Running was pointless, Stevenson knew that. Even if he could get out of the country there would be nowhere to hide. Wherever he went they’d find him and they’d drag him back and he’d get life. Except that life as a convicted sex offender wouldn’t be any sort of life. And then there were the dead kids, too. McBride was dead, but they’d find some way of linking him to the deaths and then they’d throw away the key.

He picked up another two tablets off the desk, swallowed them and drank more whisky before refilling the glass. There had been just over fifty tablets in the vial and he was sure that they would be more than enough to do the job. They’d been prescribed a year earlier when he’d been having trouble sleeping. His GP had given him all the usual warnings about not taking too many and about the dangers of becoming addicted, but Stevenson was a decorated police inspector in a stressful job, so the doctor had signed several repeat prescriptions without a second thought.

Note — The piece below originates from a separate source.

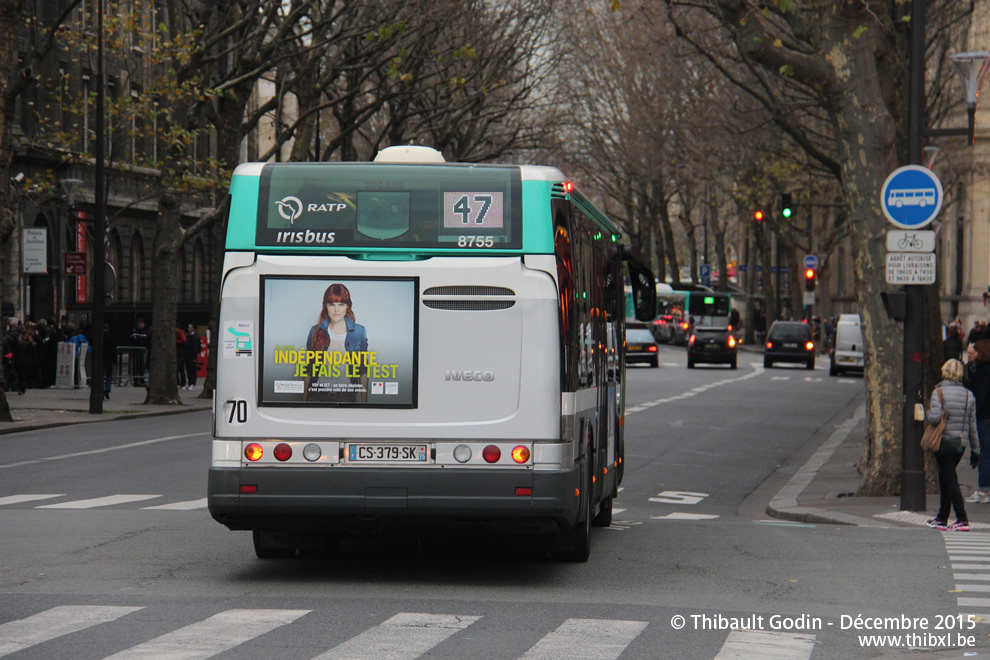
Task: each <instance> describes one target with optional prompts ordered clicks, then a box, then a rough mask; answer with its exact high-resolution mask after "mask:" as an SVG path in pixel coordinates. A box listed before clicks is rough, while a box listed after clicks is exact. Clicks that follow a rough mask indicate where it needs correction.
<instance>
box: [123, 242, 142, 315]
mask: <svg viewBox="0 0 990 660" xmlns="http://www.w3.org/2000/svg"><path fill="white" fill-rule="evenodd" d="M127 285H128V289H129V293H130V297H131V302H135V303H139V302H144V300H145V297H144V241H142V240H141V234H137V233H136V234H134V237H133V238H132V239H131V268H130V272H129V273H128V278H127Z"/></svg>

Stevenson couldn’t do prison. Not as a sex offender. It would be hell on earth. He swallowed two more tablets and took another mouthful of whisky. He opened the file of videos and watched a short clip that he’d taken a couple of years earlier. It was a ten-year-old boy. Jason. Stevenson smiled and drank more whisky as he watched the video of himself stroking the boy’s soft skin. There was nothing that came close to the feeling of young flesh. Stevenson shuddered and felt himself growing hard. He switched off the video and opened a Word file. They said that confession was good for the soul, but Stevenson didn’t believe in souls, any more than he believed in God or Heaven. But he did want people to know why he was doing what he was doing. He wasn’t taking the coward’s way out, it was important to Stevenson that people knew that. It took courage to end your life on your own terms. The coward’s way would have been to let justice take its course and to die behind bars a sad, old man. Stevenson wouldn’t die behind bars, nor would he run and hide. He’d do what had to be done and he’d do it without any fuss. He’d had a good run. And hand on heart he had no regrets. In a perfect world he’d have gone to his grave with no one any the wiser, but the world wasn’t perfect. He swallowed two more tablets and gulped down more whisky. He could feel them starting to work but he knew he had enough time to get a few things off his chest. He began to type.